Bringing Hope Home
In 2023, Texas Tech Health El Paso was approved by the state to receive funding to build a cancer center on our campus. When opened, this will be the only comprehensive cancer center in El Paso, nearly 300 miles south of the nearest existing cancer center in Albuquerque, and the only one in the nearly 1,000 mile stretch between Dallas and Tucson. The problem was that, beyond funds to construct the building, there was no other funding—for talent recruitment, for equipment, for patient services and support, for program development, for research. It has been left to our Institutional Advancement team (Development and Marketing-Communications), and other teams on campus (Research, Government Relations) not only to find additional funding but to begin the process of clarifying what funding is needed, how it will be used, and of course where it will come from.
Through a combination of marketing, grant writing, and direct personal appeals, we have, in a short time, raised nearly $35 million toward these purposes, over $30 million of which is private funding generated by Institutional Advancement. These gifts are headlined by a $25 million private donation to drive recruitment, planning and operating, as well as a $5 million operating grant. More broadly, they include a likely (though still pending) $1.2 million in equipment funds, nearly half a million dollars in future cancer patient support, and several hundred thousand in cancer screening funds.
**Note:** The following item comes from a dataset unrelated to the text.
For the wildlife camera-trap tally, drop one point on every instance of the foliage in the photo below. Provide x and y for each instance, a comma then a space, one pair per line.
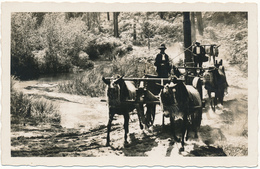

The key to this windfall has been the strong working relationship and creative coordination between Institutional Advancement leadership, the university president, the Corporate Foundation Relations team, the Marketing/Communications team, and the Government Relations team.
This presentation will provide an overview of Institutional Advancement’s lead role in the coordination, explication, and appeals to individual and institutional donors and funders that have brought us here.